The authors of this paper built a new mathematical framework to answer this. They used a concept called "Causal Survival Analysis."

Think of it like this: Instead of just looking at the average soup taste, they are trying to answer a specific "What If?" question:

"If a patient entered the trial today (concurrent), how long would they survive if they got the new treatment vs. the old treatment?"

They realized that to answer this specific question, you have to be very careful about which "Team A" cooks you use.

The Key Findings (The "Secret Sauce")

1. The "Double-Robust" Chef is the Safest Bet
The paper tested different ways to analyze the data. They found that the most reliable method is a technique called "Doubly Robust Estimation."

  • Analogy: Imagine you have two ways to guess the soup's quality:
    1. Taste Test (Outcome Regression): You guess based on the ingredients used.
    2. Chef's Reputation (Propensity): You guess based on who cooked it and when.
  • The Magic: The "Doubly Robust" method uses both. If your guess about the ingredients is slightly wrong, the "Chef's Reputation" part saves you. If your guess about the chef is wrong, the "Taste Test" saves you.
  • The Result: This method works best when you only use the "Concurrent" Team A cooks (those who cooked at the exact same time as the new treatment). It gives you a reliable answer without needing to risk mixing in the "old" data.

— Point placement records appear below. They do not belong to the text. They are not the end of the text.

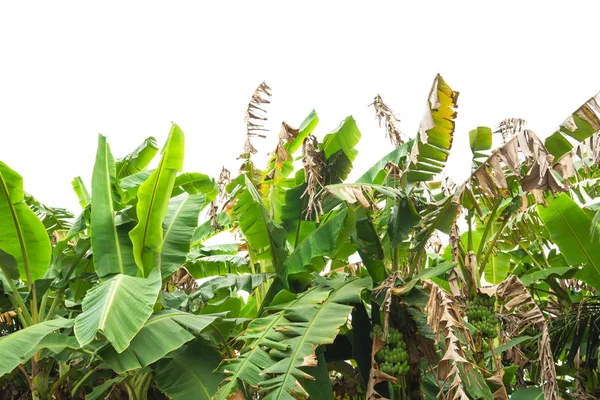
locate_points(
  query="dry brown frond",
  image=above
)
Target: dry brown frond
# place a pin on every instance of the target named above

2. When Pooling Data Backfires
The paper showed that if you try to mix in the "Non-Concurrent" (old) Team A data:

  • If your math model is perfect: You might get a slightly more precise answer (a sharper picture).
  • If your math model is even slightly wrong (which happens often in real life): You introduce bias. You might conclude the new soup is great when it's actually terrible, or vice versa, just because you mixed in data from a different season.
  • The Verdict: It's like trying to fix a blurry photo by adding pixels from a completely different photo. If the lighting is different, you just make the picture worse.

3. The "Time Drift" is Real
The study confirmed that in real-world scenarios (like the COVID-19 trials they analyzed), the "Non-Concurrent" data often carries hidden biases. The "Concurrent" controls are the only ones that truly represent the current reality.

The Bottom Line for Everyone

If you are running a complex experiment where new treatments are added over time:

  1. Don't be greedy with data. Just because you have old control data doesn't mean you should use it.
  2. Focus on the "Now." Compare new treatments only against controls that existed at the same time.
  3. Use the "Double-Check" method. Use advanced statistical tools (Doubly Robust estimators) that protect you if your assumptions about the data are slightly off.

In short: The paper argues that in the race to find better treatments, accuracy is more important than speed. It is better to have a slightly less precise but correct answer using current data, than a very precise but wrong answer by mixing in old, irrelevant data.